In August 2010, the Board of Governors of the Oregon State Bar selected Dick Roy as the first recipient of the President’s Sustainability Award. The award was created in 2010 to recognize extraordinary leadership by an Oregon lawyer or law firm in promoting sustainability within the Bar and legal profession. The Sustainable Future Section congratulates Dick on the formal recognition of his achievements.
In 1993, Dick left his successful legal career as a partner of Stoel Rives to join his wife, Jeanne, as a full-time volunteer. Together, they founded the nonprofit Northwest Earth Institute, which became a recognized leader in the Northwest sustainability movement. As Executive Director of the Northwest Earth Institute, Dick guided the successful development of innovative programs, including a series of six discussion courses offered nationwide (with enrollment of over 75,000), the Oregon Natural Step Network (1997), the Oregon High School Earth Club Network, the Coalition for Commercial-Free Schools, and the Sustainable Investment Institute.
In late 2005, Dick initiated informal meetings with Oregon lawyers regarding his concern that the legal profession was standing on the sidelines as the sustainability movement was gaining acceptance as a response to the impairment of the rights of future generations and the challenges of climate change. He was troubled that, unlike in other social movements, lawyers were not taking a prominent role in the sustainability movement. Most agreed that Dick’s concerns were worthy of a broader discussion among lawyers.
In early 2006, Dick led three focus groups with 43 lawyers to discuss the role of the legal profession in sustainability and whether a new group should be created. With the encouragement of the focus groups, Oregon Lawyers for a Sustainable Future (OLSF) was launched in 2006, as one of several projects of the Center for Earth Leadership, a new nonprofit cofounded by Dick and Jeanne. Marshaling the talents, expertise, and energy of many lawyers and law office staff, OLSF quickly developed six practical tools designed to promote sustainable practices in the law office, including a model law office policy, checklists for the operation of the law office, for construction of tenant improvements, and for building managers of law office space, and guidelines for planning green events and for lunch vendors.
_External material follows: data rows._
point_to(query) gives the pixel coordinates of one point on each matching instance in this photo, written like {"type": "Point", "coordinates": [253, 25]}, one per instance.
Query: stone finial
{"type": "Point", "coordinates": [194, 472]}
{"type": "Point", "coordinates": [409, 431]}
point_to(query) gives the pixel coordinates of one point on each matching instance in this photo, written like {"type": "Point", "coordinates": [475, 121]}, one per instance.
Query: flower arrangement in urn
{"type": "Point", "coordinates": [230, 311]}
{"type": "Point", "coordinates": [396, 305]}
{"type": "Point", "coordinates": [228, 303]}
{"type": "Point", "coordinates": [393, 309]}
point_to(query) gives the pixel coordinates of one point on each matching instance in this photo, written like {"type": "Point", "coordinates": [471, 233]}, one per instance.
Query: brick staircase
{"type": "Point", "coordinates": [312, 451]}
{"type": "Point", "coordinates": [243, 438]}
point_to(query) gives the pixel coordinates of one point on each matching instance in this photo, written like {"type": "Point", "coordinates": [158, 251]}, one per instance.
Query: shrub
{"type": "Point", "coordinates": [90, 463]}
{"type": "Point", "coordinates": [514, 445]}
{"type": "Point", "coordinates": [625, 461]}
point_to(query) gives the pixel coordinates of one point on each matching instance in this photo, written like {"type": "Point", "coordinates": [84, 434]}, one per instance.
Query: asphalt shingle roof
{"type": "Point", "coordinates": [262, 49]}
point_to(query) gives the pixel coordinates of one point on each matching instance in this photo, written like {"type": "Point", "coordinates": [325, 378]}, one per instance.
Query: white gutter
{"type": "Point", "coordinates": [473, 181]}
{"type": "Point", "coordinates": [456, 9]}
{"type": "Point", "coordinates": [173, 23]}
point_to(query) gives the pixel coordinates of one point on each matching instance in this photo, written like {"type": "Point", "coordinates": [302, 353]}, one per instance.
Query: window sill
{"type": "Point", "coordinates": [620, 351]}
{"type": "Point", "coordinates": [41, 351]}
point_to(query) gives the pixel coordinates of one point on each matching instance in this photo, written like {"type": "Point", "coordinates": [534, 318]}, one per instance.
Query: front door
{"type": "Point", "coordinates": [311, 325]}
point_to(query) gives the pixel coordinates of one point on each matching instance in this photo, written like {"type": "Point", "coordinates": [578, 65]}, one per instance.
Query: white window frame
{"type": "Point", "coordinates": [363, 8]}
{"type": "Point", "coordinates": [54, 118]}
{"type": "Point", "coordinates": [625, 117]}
Trained teams of volunteers met with law office sustainability teams to encourage use of the tools. The American Bar Association created a link to the OLSF tools to encourage their use in law offices across the country.
Through OLSF, Dick created an educational seminar entitled “Dimensions of Sustainability—Emerging Context for the Practice of Law” that he presented to over 600 Oregon lawyers in 20 separate programs. Concurrently, he taught numerous Earth Leadership seminars for Oregon lawyers. Participants engaged in extensive discussions on sustainability topics. Through these pioneering efforts, Dick generated awareness and motivation among countless Oregon lawyers and law firms. He was also instrumental in promoting awareness of sustainability in the corporate arena by supporting the successful enactment of Oregon House Bill 2826 (amending ORS 60.047) during the 2007 legislative session.
In 2006, Dick sought a greater commitment toward sustainability by the Board of Governors (BOG), but failed at that time to convince the BOG that there was a connection between sustainability and the legal profession. Dick responded by forming a study group to analyze this connection. In 2008, based on the study group’s work, he successfully convinced the BOG that a strong connection between law and sustainability existed. At Dick’s suggestion, the BOG organized an OSB Task Force on Sustainability, which published its report in September 2009, which led, among other things, to the adoption of the OSB bylaw on sustainability (Article 26) and the formation of the Sustainable Future Section. Through his vision, leadership, reputation, and educational initiatives, Dick ultimately forged a completely new perspective on the significant role that the legal profession and the organized bar can play in the movement toward a more sustainable society. The Oregon legal profession has been promoted to national prominence on this matter by his work and commitment.